Summary After First Batch (33 messages)

Metric Result
High confidence (≥0.7) 27/33 (82%)
Casually suppressed (correct) 5/33
Issues found 0 structural, 2-3 directional
has_pet bug ✅ FIXED (no longer misclassifies groceries)

What Works Well

  • Calendar/scheduling: Perfect extraction on all 6 test messages. Correctly identifies people, events, times, locations.
  • School/activities: Solid entity extraction. Picks up participants and event types accurately.
  • Casual chat suppression: 5/5 correctly filtered out (low confidence).
  • Errand type detection: Now correctly uses responsible_for instead of has_pet for tasks/objects.

Remaining Issues

  1. Relation direction bugs (2-3 cases): "Sully has soccer practice with Coach Mike" → Sully--[coaches]-->Coach Mike (reversed — Coach Mike is the coach). The LLM doesn't consistently respect the prompt's direction rules.

  2. "Mom spouse_of Matt": For "Matt's mom coming over" → inferred Mom--[spouse_of]-->Matt. Missing context that "Mom" likely means Matt's mother, not his spouse.

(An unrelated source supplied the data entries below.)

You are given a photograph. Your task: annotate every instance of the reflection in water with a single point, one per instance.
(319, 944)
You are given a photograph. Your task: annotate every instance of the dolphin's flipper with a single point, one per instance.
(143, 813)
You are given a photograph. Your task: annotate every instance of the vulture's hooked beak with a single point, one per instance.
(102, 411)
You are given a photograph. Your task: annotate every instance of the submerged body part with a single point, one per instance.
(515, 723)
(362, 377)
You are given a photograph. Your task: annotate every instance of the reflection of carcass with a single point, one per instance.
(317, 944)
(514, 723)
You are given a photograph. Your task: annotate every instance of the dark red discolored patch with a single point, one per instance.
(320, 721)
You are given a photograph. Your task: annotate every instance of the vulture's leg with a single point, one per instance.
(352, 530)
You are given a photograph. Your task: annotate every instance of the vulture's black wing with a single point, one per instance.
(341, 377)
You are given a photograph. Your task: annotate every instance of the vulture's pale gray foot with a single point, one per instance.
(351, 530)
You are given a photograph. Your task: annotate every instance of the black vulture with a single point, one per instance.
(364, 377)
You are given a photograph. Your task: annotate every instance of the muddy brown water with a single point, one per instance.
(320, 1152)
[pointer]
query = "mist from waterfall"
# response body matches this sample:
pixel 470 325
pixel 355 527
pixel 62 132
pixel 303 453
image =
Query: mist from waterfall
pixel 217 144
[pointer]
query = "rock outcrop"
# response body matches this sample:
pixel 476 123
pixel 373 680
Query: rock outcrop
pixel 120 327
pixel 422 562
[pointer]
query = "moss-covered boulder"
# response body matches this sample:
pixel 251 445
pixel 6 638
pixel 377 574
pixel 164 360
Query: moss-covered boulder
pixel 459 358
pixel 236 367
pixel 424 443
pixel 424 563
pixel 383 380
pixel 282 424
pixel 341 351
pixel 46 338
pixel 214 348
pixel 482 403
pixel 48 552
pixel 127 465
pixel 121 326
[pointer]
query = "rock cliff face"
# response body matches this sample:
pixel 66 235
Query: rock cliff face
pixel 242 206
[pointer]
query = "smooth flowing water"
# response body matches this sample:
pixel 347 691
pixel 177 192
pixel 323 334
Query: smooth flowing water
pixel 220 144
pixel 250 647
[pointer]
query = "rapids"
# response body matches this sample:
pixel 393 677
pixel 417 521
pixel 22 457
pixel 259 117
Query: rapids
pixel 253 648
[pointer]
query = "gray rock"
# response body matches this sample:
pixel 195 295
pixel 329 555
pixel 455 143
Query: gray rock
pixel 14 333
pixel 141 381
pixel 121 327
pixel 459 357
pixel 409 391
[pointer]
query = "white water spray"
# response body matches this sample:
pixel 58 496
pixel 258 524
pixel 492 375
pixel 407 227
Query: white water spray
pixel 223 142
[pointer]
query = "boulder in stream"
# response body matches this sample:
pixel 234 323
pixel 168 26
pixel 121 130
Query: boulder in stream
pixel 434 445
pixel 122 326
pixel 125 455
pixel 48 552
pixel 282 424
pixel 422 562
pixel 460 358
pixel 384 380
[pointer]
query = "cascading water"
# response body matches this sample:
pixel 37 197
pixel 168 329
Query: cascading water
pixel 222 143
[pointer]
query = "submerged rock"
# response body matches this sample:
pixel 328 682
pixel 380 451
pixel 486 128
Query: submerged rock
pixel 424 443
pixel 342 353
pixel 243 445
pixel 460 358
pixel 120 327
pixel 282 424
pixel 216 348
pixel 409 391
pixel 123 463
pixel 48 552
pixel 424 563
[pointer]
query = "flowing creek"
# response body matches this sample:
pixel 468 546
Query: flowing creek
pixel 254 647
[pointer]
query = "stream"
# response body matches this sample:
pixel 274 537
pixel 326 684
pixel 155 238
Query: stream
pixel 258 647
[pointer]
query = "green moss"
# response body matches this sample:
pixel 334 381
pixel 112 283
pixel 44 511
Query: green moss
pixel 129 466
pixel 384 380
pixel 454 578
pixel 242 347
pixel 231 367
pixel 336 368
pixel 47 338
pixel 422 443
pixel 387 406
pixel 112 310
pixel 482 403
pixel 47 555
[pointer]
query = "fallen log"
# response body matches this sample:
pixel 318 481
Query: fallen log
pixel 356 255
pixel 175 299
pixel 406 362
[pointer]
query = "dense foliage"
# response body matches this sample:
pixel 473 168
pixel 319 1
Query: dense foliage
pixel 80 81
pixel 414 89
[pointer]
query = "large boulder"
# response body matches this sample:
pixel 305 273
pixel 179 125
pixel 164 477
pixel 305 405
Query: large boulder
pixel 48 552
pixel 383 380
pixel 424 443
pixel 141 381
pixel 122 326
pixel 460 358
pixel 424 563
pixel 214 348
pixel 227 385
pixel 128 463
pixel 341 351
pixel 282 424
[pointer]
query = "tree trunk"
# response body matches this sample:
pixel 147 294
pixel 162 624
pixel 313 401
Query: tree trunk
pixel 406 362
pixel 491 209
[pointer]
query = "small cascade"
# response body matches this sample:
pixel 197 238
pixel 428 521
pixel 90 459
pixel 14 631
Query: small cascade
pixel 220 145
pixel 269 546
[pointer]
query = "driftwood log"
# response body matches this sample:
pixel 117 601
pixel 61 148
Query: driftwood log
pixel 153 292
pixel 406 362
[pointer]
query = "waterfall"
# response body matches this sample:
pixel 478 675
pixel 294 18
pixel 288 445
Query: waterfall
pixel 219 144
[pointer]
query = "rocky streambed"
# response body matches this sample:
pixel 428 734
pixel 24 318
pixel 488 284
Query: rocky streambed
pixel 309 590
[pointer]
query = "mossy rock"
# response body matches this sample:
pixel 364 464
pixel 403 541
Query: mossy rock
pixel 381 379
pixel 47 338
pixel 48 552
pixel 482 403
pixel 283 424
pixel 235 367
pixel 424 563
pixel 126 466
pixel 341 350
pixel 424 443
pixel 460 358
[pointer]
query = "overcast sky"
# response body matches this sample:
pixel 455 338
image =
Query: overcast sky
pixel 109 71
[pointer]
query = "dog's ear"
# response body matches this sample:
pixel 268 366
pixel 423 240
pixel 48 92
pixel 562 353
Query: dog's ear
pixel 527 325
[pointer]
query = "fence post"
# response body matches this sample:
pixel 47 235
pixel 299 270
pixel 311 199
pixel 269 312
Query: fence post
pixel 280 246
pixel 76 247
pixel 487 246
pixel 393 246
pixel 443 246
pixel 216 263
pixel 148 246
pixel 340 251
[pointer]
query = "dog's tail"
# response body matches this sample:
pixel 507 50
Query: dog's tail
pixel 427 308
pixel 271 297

  3. Missing injury semantics: "Sully twisted his ankle" → extracted as attends soccer practice but doesn't flag injury signal. The entity-relation model is great for knowledge graphs, less useful for triggering case creation.

Next Steps

  • [ ] Let shadow run for 1 week alongside production (2026-05-09 → 2026-05-16)
  • [ ] Review accumulated comparison logs before demo day
  • [ ] Fix direction bugs (consider adding few-shot examples to prompt with correct directions)
  • [ ] Add injury-specific relation types for RTSport use case (optional for general Icarus)

How to Run Comparison Mode

cd ~/icarus && python3 -c "
from experiments.thoth.adapter import ThothExtractor
from icarus.extractor import extract as prod_extract

extractor = ThothExtractor()
# Single message test
result = extractor.extract_raw('Sully has soccer practice at 5pm')
print(result)
"

How to Enable Shadow Mode

ICARUS_EXPERIMENT=true ICARUS_EXPERIMENT_NAME=thoth python3 -m icarus.daemon

This runs Thoth alongside production. Results are logged to experiments/thoth/eval_results/. Production is never modified.